中学受験を経験する子どもたちは、小学生とは思えないほどのプレッシャーと日々向き合っています。膨大な課題、週末の模試、ライバルとの比較…。それらに立ち向かうには、知識や解法だけでは足りません。むしろ、精神的な安定こそが、受験を乗り越える最大の武器になるのです。

この精神的な支えこそが、親にしかできない大きな役割です。

子どもがミスをして落ち込んでいるとき、親が「何でこんな簡単な問題を間違えたの?」と言ってしまえば、子どもの自信は一気に崩れてしまいます。逆に、「この問題、難しかったよね。でもよく最後まで解こうと頑張ったね」と声をかけることで、子どもは「また頑張ろう」と思えるようになります。

つまり、親は“監督”ではなく“応援団長”であるべきなのです。

 

中学受験では、どうしても「合格が正解」「不合格は失敗」と見てしまいがちです。つまりは、結果だけに目が行きがちです。プロセスである模試の結果や過去問の自己採点の結果に対しても、点数や偏差値に一喜一憂し、子どもを無意識に追い詰めてしまうことがあります。しかし、成績のアップダウンは当然のこと。伸び悩みの時期があるからこそ、その後の飛躍が認識できるとも言えます。

浮き沈みに耐え、前向きに努力を続けるには、心の安定が不可欠です。その土台は、家庭にあります。

毎日の会話の中で、「今日どうだった?」「疲れてない?」という声かけを忘れない。できなかったことよりも、できたこと・取り組んだ姿勢を認める。それが、子どもの心を守る支えとなります。

また、親自身が不安を抱えている場合も少なくありません。「うちの子、本当に間に合うのだろうか…」「周りはもっと先に進んでいるのに…」。そう感じるのは当然です。ただ、その不安をそのまま子どもにぶつけてしまえば、子どもは「自分は親をがっかりさせている」と思ってしまいます。

不安なときこそ、“親がどっしり構える”ことが大事です。

「あなたなら大丈夫」「今の頑張りを信じてる」。その言葉を本気で信じてくれるのは、親だけです。家庭が安心できる場所であれば、子どもはまた前を向いて走り出せます。

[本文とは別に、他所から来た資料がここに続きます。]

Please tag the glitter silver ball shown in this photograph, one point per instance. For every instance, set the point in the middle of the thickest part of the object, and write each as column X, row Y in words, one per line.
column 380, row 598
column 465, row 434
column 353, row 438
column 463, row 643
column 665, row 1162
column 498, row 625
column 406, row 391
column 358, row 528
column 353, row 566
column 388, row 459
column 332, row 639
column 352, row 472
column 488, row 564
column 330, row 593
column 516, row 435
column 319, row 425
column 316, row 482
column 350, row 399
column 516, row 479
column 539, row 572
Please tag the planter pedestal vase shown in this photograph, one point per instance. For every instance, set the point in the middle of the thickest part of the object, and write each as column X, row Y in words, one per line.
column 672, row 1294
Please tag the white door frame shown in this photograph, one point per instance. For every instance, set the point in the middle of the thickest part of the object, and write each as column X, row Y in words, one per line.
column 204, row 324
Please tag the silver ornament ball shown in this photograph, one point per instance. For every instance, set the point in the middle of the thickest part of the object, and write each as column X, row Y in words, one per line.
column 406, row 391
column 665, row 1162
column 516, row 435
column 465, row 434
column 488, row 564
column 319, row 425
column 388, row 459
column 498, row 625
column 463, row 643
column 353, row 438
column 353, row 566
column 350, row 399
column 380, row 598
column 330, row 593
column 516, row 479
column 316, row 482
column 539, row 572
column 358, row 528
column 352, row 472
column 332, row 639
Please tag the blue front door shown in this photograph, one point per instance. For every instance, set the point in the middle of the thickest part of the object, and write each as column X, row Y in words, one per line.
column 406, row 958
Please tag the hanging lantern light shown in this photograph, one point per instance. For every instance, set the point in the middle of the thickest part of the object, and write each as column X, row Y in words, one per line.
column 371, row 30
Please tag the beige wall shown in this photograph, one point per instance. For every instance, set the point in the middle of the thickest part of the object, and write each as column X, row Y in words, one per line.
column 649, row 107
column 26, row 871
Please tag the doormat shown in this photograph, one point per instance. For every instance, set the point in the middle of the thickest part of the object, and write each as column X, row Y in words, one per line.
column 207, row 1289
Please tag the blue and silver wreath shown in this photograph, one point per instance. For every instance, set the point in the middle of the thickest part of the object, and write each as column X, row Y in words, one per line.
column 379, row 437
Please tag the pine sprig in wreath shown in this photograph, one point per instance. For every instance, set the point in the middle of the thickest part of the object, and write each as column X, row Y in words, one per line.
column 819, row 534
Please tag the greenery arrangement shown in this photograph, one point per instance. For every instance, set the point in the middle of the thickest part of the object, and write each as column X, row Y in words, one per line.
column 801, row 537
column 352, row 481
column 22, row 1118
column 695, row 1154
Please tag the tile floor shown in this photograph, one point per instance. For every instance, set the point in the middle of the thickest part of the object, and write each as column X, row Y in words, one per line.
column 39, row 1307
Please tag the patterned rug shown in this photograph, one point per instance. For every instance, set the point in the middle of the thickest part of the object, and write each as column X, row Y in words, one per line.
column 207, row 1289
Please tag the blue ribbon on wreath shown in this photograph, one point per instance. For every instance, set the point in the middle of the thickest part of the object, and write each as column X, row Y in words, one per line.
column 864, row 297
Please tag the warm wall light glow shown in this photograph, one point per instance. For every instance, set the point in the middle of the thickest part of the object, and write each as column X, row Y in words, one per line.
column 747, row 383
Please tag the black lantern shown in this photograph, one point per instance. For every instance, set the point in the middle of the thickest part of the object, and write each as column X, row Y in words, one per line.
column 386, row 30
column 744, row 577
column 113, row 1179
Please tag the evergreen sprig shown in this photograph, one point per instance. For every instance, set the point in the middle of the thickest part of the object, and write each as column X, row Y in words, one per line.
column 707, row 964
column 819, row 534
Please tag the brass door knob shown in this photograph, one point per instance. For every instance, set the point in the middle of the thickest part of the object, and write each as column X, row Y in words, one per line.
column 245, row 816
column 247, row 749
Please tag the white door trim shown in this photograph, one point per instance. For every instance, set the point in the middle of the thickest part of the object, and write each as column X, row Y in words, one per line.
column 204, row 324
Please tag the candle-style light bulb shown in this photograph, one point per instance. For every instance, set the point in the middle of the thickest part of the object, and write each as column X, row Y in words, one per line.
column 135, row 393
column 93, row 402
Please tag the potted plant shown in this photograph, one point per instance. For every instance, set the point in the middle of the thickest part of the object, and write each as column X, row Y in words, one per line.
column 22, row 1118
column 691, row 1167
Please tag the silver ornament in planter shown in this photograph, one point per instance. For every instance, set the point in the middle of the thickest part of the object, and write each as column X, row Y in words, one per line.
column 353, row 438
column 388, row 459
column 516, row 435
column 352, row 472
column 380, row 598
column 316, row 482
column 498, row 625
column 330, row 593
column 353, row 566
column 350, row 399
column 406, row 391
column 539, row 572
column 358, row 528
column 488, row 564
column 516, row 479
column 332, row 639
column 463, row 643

もちろん、すべてを褒めれば良いわけではありません。叱るべきときは、毅然とした態度も必要です。ただし、それは「結果に対して」ではなく、「取り組む姿勢」に対して行われるべきです。努力をせずにサボっていたなら、その姿勢を問い直すことは大切です。しかし、頑張っている子どもに「なぜもっとできないの」と言うのは、逆効果です。

 

中学受験において、最も長く寄り添ってくれる存在が親です。塾の先生はプロフェッショナルですが、毎日の様子を見て、心の小さな揺れに気づけるのは親だけです。

だからこそ、学力を支えるのではなく、心を支えることに意識を向けてみてください。どんなときでも子どもが「味方がいる」と思える環境を整えること。それが、合格という結果以上に、子どもの人生を支える力になります。